I [your God] call heaven and earth to witness against you today that I have set before you life and death, blessings and curses. Choose life so that you and your descendants may live.
The language and situation of the ancient Hebrew people may seem alien and remote to us today, but human nature is not so different now from then.

When we fall on our knees in pain and anguish about what is happening in our world, we do not importune an external all powerful god to intervene in human affairs and vanquish the evil while rewarding the good, and then sit back and expect this god to take care of us and the problem, if not now, then in the life after this life. No, we look to our own inner wisdom, tried and refined in the fires of our own experience and history. Our salvation lies not in an external divine intervention, but in our own, often divinely inspired, ability to consciously and intentionally act on behalf of ourselves, others and all of life. It is, after all, much more likely that each of us will be the target of random acts of kindness than it is that we will be the target of terrorism. It is much more likely that each of us will commit random acts of kindness than it is that we will commit acts of terror.

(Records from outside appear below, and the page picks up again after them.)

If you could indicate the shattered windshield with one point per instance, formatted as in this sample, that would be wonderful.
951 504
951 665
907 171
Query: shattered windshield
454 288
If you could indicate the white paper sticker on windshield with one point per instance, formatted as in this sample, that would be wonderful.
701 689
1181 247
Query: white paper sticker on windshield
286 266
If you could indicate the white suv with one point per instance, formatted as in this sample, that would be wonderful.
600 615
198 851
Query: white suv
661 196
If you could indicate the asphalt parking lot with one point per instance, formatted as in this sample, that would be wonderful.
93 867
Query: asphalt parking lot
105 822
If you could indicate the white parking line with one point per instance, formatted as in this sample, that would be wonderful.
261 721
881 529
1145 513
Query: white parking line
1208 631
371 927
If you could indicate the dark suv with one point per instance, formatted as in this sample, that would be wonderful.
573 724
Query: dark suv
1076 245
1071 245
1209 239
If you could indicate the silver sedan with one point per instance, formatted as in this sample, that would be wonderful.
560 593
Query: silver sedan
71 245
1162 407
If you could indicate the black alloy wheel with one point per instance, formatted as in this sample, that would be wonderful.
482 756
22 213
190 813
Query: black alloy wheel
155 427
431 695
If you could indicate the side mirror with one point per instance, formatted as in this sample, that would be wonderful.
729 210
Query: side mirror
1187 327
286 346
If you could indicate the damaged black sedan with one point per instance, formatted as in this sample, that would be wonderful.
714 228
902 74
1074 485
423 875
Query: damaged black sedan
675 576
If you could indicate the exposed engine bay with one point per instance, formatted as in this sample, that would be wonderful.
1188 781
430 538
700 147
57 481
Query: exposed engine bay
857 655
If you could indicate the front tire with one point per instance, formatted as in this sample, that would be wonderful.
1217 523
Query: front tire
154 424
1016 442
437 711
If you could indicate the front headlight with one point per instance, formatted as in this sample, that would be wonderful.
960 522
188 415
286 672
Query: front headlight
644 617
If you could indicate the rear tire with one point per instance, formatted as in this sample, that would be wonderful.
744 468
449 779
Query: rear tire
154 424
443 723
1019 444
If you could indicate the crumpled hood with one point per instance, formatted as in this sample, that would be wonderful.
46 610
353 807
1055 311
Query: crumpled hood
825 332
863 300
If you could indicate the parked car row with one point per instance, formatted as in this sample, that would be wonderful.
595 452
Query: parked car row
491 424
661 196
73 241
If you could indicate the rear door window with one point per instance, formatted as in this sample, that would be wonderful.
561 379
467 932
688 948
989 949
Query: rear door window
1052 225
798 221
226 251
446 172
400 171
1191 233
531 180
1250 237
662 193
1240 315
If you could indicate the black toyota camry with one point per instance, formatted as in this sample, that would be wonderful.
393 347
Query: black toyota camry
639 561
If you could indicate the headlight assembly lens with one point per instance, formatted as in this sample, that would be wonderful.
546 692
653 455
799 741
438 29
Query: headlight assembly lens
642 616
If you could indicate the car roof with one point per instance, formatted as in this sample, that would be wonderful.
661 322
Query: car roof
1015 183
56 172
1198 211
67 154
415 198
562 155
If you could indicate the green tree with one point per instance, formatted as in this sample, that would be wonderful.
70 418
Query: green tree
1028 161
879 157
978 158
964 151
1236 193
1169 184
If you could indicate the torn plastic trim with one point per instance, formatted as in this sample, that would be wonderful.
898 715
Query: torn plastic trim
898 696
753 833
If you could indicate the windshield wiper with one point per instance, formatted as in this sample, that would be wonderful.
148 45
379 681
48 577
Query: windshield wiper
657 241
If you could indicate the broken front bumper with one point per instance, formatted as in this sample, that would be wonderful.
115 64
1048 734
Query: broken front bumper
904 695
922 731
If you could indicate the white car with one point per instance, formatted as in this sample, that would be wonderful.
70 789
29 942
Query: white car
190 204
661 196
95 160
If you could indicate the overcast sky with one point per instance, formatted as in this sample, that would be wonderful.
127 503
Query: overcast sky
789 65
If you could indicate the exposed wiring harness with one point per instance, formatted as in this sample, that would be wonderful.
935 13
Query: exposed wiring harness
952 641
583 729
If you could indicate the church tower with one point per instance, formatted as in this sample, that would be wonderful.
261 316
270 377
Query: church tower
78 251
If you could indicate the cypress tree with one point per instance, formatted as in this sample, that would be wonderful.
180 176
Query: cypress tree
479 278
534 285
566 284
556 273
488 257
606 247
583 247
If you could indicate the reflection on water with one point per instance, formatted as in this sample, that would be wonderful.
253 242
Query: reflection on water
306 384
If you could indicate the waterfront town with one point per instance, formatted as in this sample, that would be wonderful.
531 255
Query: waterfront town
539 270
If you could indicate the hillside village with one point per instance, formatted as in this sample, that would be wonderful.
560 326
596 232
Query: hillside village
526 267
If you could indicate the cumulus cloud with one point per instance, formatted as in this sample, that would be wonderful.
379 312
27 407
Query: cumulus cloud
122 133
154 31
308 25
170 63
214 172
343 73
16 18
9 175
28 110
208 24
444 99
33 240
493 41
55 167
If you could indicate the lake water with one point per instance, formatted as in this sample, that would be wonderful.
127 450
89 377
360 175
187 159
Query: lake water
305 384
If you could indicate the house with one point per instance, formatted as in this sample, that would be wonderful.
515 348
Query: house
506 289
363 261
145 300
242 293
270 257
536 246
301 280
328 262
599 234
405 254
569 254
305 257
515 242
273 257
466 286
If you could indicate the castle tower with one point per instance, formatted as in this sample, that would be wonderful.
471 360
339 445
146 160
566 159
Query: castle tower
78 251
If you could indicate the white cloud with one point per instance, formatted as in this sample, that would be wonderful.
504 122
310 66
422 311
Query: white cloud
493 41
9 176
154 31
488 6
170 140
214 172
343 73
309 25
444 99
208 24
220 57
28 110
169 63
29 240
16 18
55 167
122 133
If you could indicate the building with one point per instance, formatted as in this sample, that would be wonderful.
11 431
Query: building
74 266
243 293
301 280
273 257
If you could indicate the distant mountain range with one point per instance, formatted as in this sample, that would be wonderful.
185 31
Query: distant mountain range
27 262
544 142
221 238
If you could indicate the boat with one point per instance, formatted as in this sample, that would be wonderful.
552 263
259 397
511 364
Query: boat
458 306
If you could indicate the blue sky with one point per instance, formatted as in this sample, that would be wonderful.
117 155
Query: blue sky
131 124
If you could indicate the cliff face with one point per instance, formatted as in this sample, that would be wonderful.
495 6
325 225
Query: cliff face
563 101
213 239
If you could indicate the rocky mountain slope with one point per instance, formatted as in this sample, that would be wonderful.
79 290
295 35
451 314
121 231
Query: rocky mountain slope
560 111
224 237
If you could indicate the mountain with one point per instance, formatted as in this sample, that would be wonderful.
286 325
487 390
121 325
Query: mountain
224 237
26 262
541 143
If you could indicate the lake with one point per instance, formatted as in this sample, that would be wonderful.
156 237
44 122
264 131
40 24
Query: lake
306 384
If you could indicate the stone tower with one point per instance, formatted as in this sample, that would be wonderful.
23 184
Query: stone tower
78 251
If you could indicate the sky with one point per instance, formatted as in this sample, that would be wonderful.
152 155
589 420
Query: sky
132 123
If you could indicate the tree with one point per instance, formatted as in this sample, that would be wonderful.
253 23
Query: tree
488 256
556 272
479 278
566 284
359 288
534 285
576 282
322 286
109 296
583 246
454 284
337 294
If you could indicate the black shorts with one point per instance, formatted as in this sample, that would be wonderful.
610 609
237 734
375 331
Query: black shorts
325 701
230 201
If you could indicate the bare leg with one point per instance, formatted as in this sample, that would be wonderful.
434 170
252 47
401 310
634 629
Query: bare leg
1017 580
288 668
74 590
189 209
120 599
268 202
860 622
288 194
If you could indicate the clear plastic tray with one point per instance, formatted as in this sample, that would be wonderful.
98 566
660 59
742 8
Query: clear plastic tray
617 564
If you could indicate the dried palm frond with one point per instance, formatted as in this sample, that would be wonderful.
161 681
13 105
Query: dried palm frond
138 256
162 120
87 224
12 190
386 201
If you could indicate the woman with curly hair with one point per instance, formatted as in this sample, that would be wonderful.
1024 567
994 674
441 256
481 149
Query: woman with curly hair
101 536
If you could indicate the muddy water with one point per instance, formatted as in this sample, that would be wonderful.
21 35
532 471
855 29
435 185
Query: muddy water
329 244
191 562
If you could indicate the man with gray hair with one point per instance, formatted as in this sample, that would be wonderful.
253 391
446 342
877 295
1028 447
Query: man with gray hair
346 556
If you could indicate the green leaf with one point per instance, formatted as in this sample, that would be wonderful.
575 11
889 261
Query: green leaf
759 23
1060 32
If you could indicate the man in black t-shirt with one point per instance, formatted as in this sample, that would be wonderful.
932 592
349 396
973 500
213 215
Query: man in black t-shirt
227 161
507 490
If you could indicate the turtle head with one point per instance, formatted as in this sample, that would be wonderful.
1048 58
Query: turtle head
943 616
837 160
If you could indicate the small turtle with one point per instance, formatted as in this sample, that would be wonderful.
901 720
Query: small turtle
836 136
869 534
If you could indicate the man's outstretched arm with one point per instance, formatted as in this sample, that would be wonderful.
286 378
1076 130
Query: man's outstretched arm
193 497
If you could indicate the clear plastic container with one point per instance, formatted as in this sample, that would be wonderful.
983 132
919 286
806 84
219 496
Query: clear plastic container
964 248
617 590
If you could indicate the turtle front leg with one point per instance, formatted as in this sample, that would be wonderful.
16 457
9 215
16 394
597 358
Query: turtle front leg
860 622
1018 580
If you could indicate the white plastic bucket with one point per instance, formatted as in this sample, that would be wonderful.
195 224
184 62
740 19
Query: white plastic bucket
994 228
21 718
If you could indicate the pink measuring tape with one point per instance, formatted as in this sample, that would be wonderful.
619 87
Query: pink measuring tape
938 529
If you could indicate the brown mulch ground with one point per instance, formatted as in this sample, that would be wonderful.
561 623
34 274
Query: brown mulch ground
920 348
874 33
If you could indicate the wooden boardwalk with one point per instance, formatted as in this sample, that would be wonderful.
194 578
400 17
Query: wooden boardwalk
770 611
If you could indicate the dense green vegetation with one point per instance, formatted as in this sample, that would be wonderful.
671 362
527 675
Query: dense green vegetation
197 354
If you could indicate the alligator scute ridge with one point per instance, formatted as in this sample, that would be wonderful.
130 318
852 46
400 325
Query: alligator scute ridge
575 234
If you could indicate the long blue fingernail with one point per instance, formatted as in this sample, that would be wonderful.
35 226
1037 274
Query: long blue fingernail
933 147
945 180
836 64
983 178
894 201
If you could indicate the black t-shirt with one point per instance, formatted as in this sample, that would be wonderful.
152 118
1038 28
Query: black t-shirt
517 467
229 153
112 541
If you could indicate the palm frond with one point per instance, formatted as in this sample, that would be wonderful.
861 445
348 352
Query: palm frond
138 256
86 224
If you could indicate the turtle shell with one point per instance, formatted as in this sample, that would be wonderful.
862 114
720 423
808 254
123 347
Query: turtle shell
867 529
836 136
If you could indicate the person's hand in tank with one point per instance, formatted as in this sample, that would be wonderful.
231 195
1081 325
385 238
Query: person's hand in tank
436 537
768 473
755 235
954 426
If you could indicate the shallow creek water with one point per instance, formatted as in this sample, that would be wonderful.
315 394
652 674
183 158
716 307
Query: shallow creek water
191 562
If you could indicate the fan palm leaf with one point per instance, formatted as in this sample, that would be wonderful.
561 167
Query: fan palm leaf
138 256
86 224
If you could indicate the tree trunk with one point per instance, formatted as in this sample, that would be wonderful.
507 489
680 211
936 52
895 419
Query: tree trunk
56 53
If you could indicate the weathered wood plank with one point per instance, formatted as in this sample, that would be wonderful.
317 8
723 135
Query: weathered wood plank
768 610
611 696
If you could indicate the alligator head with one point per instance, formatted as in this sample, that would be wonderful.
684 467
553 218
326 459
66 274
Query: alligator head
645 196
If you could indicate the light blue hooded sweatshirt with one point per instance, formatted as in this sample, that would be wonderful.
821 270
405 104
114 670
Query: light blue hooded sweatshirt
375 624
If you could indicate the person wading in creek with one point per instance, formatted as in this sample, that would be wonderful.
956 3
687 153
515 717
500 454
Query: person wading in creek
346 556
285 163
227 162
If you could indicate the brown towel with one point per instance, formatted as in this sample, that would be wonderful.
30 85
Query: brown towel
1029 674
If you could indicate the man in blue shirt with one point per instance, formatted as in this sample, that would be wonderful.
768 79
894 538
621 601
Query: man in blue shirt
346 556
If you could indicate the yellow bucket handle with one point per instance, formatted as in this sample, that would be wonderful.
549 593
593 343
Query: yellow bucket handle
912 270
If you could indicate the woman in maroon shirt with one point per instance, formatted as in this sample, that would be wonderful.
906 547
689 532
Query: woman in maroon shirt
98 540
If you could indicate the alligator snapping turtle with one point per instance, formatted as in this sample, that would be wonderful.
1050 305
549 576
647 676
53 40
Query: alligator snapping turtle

We are people of faith; a faith based on experience and deep reflection about what it means to trust humanity and the universe. We will not be led astray by the fear and curses of others – for that is the way of death. Ours is the way of life – offering and accepting the blessings of this world – not because of terrible things, but in spite of terrible things. We return evil with kindness because it is good for us and for the world to do so. We restore well-being by acting on behalf of well-being. We will continue to lead our children in the ways of responsibility and compassion – moving ever closer toward the truths written on our hearts and the goals outlined in our Unitarian Universalist principles. Human dignity. Justice and equity. World community with peace, liberty, and justice for all. Respect for all of life. These are not empty words or the utopic visions of ivory tower philosophers who do not descend to the depths of human misery. These principles ring true not because people repeat them from the pulpit and tell us they are true. These principles find a valued and lasting place with us because we have tested them in our own experience and we find them worthy of our efforts and sometimes our very lives.

Mary Oliver reminds us that we might not know how to pray. But, we do know how to pay attention. We do know how to see the beauty and blessings that surround us on this earth we call home. She asks a single question, but the answer to that question makes all the difference. Tell me, what is it you plan to do with your one wild and precious life?

We are given but one wild and precious life. We can issue curses into the wind because of fear and distrust. Or, we can fall on our knees in gratitude for the blessings we have. My dear Spiritual Companions, set before us this day of both remembrance and hope is life and death, blessings and curses, promise and fear, confidence and cynicism. The choice is ours.

Choose Life that we and our children may live. Blessed Be. I Love You. Amen.